とはいえ、魔物の死骸は空から落とされたのだろうというのは、ほぼ調査を進めて行ってほぼ確定しているため、結局ワイバーンに考えが向くんだけどね。
その他、倒したワイバーンの調査はカイツさんが進めてくれているけど、多少の報告はあっても全部調べ終わるまではっきりした事は言えないと、こちらは今もわかっていない状態。
まぁ、もうすぐ終わるらとカイツさんも言っていたし、フィリーナも時折手伝っているようだから、こちらは報告待ちだね。
ハウス化の方は、センテ周辺ではほとんどの場所が終わって、少し離れた場所も追加でやっていたりする。
これは、慣れたのもあってハウス化にかかる手間が少なくなって来たのと、先にハウス化した農地から今のところ悪い報告がない事が影響していた。
とは言っても、さすがにセンテからあまり時間がかからずに連絡を取り合える範囲で……だけどね。
「あぁ、そういえばシュットラウルさん。前にリネルトさん達から報告のあった、怪しい人物というのはどうですか?」
「ふむ……あまり動きはないようだな。時折ふらっとどこかへ行って姿を消す事はあるみたいだから、何かをしている可能性はあるのだが……今のところは何もないな。そろそろ張り付いて調べる者を出そうというところだな」
「そうですか。それで何かわかればいいんですけど」
センテの街で見かけられたという、怪しい人物。
この人が何かを狙っているとか、何かしているんじゃないか……という疑いもあるんだけど、確証が今のところない。
さすがにこちらから無理矢理聞き出そうと接触して、違ったらいけないし、ブハギムノングの時ルジナウムへ魔物が押し寄せるきっかけになったような事になるといけないので、今のところ対応は慎重にしている。
あの時は、俺とソフィーがブハギムノングでの企みに踏み込んで、それが原因……というか主に結界で魔力を遮ったせいで、ルジナウムに集結して来ていた魔物が動き出したからね。
魔物がそれなりに増えていると言っても、あの時みたいに集結している様子は見られないので、大丈夫かなとも思うけど……どこに何を仕掛けているかわからない。
だから、直接接触するよりも周辺から徐々に調べて行っていた……シュットラウルさんがそろそろと言っているから、もうすぐ何かわかると思う、多分。

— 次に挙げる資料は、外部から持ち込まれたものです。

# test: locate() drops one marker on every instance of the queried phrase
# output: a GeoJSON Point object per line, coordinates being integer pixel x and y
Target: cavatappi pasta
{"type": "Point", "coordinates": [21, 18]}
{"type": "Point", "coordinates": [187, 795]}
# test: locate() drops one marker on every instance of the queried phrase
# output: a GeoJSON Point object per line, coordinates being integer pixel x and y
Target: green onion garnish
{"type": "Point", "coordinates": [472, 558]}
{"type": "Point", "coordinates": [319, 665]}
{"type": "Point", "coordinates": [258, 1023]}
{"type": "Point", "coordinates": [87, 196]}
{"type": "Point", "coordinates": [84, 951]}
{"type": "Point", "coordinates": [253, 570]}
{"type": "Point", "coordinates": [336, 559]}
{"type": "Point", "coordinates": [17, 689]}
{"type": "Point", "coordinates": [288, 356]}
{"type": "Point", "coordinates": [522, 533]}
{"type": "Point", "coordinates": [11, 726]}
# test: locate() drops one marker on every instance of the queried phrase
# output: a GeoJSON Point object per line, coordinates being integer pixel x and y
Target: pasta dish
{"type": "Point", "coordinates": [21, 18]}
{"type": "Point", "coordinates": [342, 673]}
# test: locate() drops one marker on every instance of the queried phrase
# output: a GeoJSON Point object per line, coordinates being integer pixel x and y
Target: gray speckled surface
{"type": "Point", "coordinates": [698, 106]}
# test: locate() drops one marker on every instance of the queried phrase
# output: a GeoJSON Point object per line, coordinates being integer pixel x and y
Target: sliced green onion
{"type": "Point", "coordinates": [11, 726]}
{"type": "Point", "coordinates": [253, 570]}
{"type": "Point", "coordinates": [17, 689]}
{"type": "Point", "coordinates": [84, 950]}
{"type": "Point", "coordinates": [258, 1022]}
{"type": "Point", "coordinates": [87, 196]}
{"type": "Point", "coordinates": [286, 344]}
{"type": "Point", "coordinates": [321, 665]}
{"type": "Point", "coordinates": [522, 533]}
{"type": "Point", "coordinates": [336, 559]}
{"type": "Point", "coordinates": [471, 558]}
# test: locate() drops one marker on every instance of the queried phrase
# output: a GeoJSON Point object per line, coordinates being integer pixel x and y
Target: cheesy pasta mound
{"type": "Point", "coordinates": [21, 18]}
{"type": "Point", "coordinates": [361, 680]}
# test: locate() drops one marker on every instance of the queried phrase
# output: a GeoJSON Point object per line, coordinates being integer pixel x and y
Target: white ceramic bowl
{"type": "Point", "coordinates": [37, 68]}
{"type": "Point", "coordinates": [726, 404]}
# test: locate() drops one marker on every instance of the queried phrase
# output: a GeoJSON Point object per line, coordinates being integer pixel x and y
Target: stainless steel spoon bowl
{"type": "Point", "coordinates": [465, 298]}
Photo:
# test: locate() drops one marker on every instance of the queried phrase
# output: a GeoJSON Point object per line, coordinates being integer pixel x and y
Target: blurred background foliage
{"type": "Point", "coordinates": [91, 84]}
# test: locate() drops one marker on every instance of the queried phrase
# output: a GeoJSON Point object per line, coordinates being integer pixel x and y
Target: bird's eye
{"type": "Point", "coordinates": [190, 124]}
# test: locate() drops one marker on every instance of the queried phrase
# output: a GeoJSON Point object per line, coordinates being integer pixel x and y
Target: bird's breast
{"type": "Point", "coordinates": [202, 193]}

「リク殿の方はどうだ? 新しいワイバーンはその後見つかっていないようだが……」
「はい。時折センテ周辺をエルサで飛んでみたりもするんですけど……空は異常なく、探知魔法でもワイバーンの反応はありません。もしかしたら……」
「もしかしたら?」
シュットラウルさんに聞かれて、最近のワイバーン調査を伝えながら考える。
二体の再生するワイバーンを倒してから、それ以降俺の探知魔法に引っかかる事もなく、エルサで飛び回っても他の人達からも、別のワイバーンに関する目撃情報は一切ない。
本当に周辺からいなくなったのかな? と思う事もあるけれど、魔物の死骸は毎日追加されているようだから、他にもワイバーンなりなんなりがいるのは間違いない。
ちなみに、一日中センテの南を監視していても、いつの間にか人の目の届かない所に魔物の死骸が置かれていたりする。
見つからないよう動いているのは間違いない――。